Wofür wird D verwendet?
D wird für Systemprogrammierung eingesetzt, wo C++ zu komplex ist, Spieleentwicklung (insbesondere Indie-Game-Engines wie Voxelman verwenden D), wissenschaftliches Rechnen, wo C++-Performance mit besserer Ergonomie benötigt wird, Hochleistungsanwendungen und -tools sowie Sprachexperimente, bei denen Ds fortgeschrittenes Template-System DSL-Erstellung ermöglicht. Ds Web-Framework Vibe.d unterstützt asynchrone Webserver.
D für Anfänger
D eignet sich am besten für Entwickler, die bereits mit C, C++ oder Java vertraut sind und eine produktivere Systemprogrammiersprache suchen. Seine Syntax ist C/Java-Programmierern vertraut, und es führt schrittweise Ds leistungsstärkere Features wie Ranges, Templates und CTFE ein. Nutzen Sie den Online-D-Compiler von myCompiler, um mit Ds einzigartigen Features zu experimentieren – Compile-Time-Programmierung, Ranges und Ds Variante objektorientierter Programmierung.

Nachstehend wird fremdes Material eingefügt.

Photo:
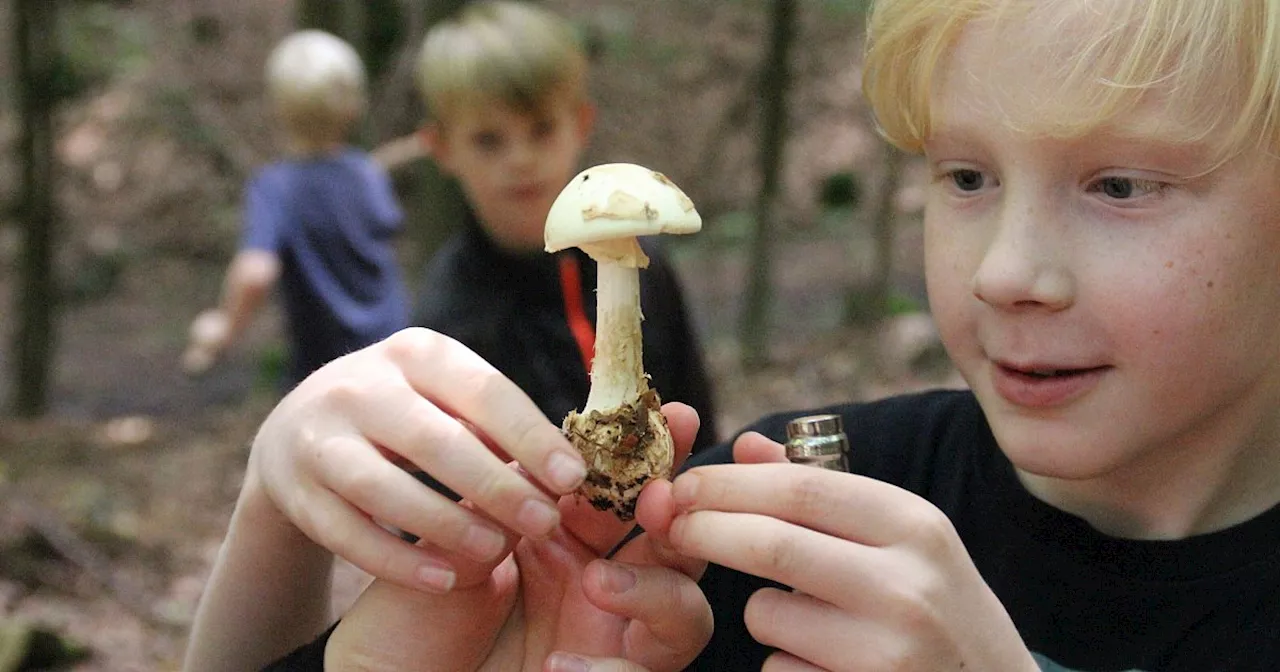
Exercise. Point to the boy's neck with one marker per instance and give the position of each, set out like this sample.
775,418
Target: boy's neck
1200,490
315,150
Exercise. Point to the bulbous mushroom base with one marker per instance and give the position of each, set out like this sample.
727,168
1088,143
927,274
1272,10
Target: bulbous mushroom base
624,448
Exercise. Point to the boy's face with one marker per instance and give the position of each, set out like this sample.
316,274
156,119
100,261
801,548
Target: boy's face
1114,306
513,164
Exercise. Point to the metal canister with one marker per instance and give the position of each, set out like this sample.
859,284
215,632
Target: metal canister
818,440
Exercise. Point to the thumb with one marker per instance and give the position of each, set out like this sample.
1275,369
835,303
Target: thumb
568,662
602,530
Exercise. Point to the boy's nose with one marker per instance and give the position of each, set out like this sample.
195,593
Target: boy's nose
1024,266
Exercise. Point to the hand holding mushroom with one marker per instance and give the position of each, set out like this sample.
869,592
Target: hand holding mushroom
621,430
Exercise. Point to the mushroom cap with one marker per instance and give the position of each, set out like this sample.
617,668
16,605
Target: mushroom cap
617,201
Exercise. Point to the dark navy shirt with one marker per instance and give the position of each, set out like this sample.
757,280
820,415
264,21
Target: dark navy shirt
330,220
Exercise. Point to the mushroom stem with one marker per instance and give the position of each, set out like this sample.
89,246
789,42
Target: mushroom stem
617,371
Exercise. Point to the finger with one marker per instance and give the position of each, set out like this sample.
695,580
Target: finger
864,644
654,512
816,498
379,488
405,423
568,662
754,448
471,388
831,568
684,423
671,620
785,662
334,525
602,530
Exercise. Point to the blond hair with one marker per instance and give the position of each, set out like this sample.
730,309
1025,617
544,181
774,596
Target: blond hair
499,51
1214,63
316,86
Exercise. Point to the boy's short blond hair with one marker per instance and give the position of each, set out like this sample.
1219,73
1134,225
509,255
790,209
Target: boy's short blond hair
316,86
1214,63
499,51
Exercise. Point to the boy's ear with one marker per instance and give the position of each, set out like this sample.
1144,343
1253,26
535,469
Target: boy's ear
585,122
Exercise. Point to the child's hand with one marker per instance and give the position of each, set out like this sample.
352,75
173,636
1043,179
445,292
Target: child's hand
874,567
206,339
330,456
551,595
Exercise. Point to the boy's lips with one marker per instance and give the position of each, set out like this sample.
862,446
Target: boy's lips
526,192
1036,385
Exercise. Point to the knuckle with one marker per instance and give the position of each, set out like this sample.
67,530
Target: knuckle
360,483
929,530
777,552
408,344
809,497
766,618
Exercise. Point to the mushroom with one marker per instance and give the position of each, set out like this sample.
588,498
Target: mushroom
621,432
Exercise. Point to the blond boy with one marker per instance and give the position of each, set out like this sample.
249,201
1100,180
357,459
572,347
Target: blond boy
510,114
319,223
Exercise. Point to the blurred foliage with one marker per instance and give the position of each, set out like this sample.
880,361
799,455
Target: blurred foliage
846,8
868,309
840,190
97,41
272,361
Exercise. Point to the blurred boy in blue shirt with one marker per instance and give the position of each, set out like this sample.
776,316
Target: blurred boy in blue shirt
320,223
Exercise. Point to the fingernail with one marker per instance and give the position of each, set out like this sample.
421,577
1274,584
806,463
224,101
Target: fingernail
437,577
684,492
483,543
536,519
566,472
616,577
563,662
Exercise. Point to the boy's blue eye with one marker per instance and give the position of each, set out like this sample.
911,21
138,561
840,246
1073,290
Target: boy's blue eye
1121,188
1116,187
544,128
487,141
968,179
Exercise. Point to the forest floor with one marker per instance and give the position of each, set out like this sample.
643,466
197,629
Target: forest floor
113,506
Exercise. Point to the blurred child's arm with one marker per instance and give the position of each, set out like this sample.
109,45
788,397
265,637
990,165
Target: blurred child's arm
327,475
268,593
401,151
248,280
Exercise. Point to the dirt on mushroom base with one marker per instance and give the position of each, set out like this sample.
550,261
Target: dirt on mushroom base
624,449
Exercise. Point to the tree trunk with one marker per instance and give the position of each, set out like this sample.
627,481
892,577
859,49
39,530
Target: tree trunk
33,342
775,85
871,304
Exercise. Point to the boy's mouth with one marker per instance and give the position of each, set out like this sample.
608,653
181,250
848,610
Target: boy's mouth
1043,373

D im Vergleich zu anderen Sprachen
Im Vergleich zu C++ ist D konsistenter und lesbarer, mit besserer Template-Syntax und Compile-Time-Fähigkeiten, aber C++ hat ein weitaus größeres Ökosystem und mehr Verbreitung in der Industrie. Im Vergleich zu Rust ist Ds Speichermodell flexibler (optionaler GC), bietet aber weniger Compile-Time-Sicherheitsgarantien. Im Vergleich zu Go ist D leistungsstärker für Systemprogrammierung, aber Go hat eine viel größere Community und ein einfacheres Nebenläufigkeitsmodell.
Warum einen Online-D-Compiler verwenden?
Ein Online-D-Compiler, auch D-Sandbox oder Dlang-Playground genannt, ermöglicht es Ihnen, D-Programme direkt im Browser zu kompilieren und auszuführen, ohne den DMD- oder LDC-Compiler zu installieren. Dies ist nützlich zum Erlernen von Ds Syntax und Standardbibliothek, zum Experimentieren mit Compile-Time Function Execution und Templates sowie zum Erkunden von Ds range-basiertem Programmiermodell ohne lokales Setup.
Der Online-D-Compiler von myCompiler verwendet DMD und enthält die Phobos-Standardbibliothek. Sie können Ds Ranges, Algorithmen, std.conv, std.stdio und CTFE-Features nutzen. Speichern und teilen Sie D-Programme per URL – völlig kostenlos.
Warum ist D so beliebt?
D hat eine engagierte Community, die seine Kombination aus Ausdrucksstärke und Performance schätzt. Obwohl es nie Mainstream-Verbreitung erreichte, ist Ds Einfluss bedeutend – viele seiner Ideen zu Compile-Time-Programmierung, Ranges und Design by Contract haben C++11/14/17/20-Features beeinflusst. Ds Community entwickelt weiterhin praktische Anwendungen, und die Sprache wird aktiv weiterentwickelt, mit Verbesserungen bei Tooling, Paketverwaltung (DUB) und der Standardbibliothek.
D-Karrieremöglichkeiten
D-Positionen sind spezialisiert und finden sich typischerweise bei Unternehmen, die sich bewusst für die Produktivitätsvorteile der Sprache entschieden haben. Kenntnisse werden für Systemprogrammierer, Spieleentwickler und Performance-Ingenieure geschätzt. D-Wissen demonstriert ein starkes Verständnis von Systemprogrammierungskonzepten, die gut auf C++, Rust und andere Systemsprachen übertragbar sind – eine wertvolle Lerninvestition für systemorientierte Ingenieure.